Há muito a educação e a produção cultural para crianças têm se confrontado com a necessidade de escuta, elas precisam ser ouvidas, pois têm mais pistas a nos dar, que nós, adultos, caminhos a impor a elas. Não há nada mais poderoso que a palavra certeira delas, que aniquila nossa arrogância e prepotência de querer saber, mais que o sujeito da situação, como passar por um dado momento.

Raquel Zanini é pedagoga da Rede Municipal de Curitiba e da Rede Estadual do Paraná.

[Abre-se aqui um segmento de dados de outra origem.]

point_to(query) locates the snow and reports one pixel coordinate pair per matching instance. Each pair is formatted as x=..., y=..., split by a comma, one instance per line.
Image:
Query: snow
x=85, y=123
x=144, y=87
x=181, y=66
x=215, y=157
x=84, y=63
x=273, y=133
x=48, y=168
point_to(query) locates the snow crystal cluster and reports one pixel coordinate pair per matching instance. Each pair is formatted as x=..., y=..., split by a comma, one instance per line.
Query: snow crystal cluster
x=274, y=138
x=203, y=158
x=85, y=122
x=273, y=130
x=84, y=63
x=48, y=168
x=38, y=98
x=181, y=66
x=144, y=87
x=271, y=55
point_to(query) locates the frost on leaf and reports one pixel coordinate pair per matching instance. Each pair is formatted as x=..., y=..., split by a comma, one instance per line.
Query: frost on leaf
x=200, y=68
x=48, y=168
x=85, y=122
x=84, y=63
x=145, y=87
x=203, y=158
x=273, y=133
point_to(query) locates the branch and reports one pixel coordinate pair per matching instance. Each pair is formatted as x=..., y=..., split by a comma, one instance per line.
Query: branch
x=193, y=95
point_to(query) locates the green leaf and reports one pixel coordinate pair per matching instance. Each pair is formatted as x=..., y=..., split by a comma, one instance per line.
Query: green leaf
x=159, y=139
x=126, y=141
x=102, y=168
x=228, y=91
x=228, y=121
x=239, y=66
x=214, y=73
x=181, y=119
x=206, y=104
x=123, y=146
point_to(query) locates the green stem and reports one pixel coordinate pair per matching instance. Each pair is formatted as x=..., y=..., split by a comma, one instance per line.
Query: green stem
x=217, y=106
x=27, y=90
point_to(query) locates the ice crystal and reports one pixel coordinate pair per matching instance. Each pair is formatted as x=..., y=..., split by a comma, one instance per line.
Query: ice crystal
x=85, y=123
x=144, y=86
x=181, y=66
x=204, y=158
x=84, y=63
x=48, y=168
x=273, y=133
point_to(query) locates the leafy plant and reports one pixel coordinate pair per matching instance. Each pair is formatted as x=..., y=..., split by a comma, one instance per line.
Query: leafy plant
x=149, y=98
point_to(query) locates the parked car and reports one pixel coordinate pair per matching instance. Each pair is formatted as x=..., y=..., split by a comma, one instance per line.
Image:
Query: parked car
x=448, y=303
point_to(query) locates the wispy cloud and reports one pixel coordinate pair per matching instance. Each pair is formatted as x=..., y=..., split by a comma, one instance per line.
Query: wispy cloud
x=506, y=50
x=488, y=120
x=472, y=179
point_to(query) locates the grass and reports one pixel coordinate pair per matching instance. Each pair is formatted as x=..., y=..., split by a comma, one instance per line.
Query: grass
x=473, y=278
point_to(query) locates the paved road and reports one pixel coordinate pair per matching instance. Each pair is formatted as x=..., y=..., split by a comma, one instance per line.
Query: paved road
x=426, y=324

*Agradeço à Rede Nacional Primeira Infância (RNPI) pelo belíssimo projeto. Mais informações disponíveis em: http:// primeirainfancia.org.br/escuta-das-criancas-ciranda-de-acoes-2/ >>> Indicações de Leitura

A hora das crianças: Narrativas radiofônicas, de Walter Benjamin.

A obra traz conferências, resenhas de livros e histórias apresentadas por Walter Benjamin em programas de rádio de Berlim e Frankfurt, que tinham as crianças como público-alvo.

A casa das estrelas: O universo contado pelas crianças, organizado por Javier Naranjo

Durante mais de dez anos, o professor Javier Naranjo guardou as definições que seus alunos do curso primário (entre 3 e 10 anos) davam para palavras, objetos, pessoas e, principalmente, sentimentos, em suas aulas de espanhol. Algumas destas definições, poéticas, engraçadas e muitas vezes melancólicas, estão reunidas neste livro.

Reflexões sobre a criança, o brinquedo e a educação, de Walter Benjamin.

O livro traz diversos ensaios do autor a respeito da educação.

De pernas pro ar: A escola do mundo ao avesso, de Eduardo Galeano.

Como é próprio do autor, abordando eventos históricos e fatos jornalísticos, com muita ironia e sensibilidade, a obra propõe inúmeras reflexões sobre justiça, liberdade e educação.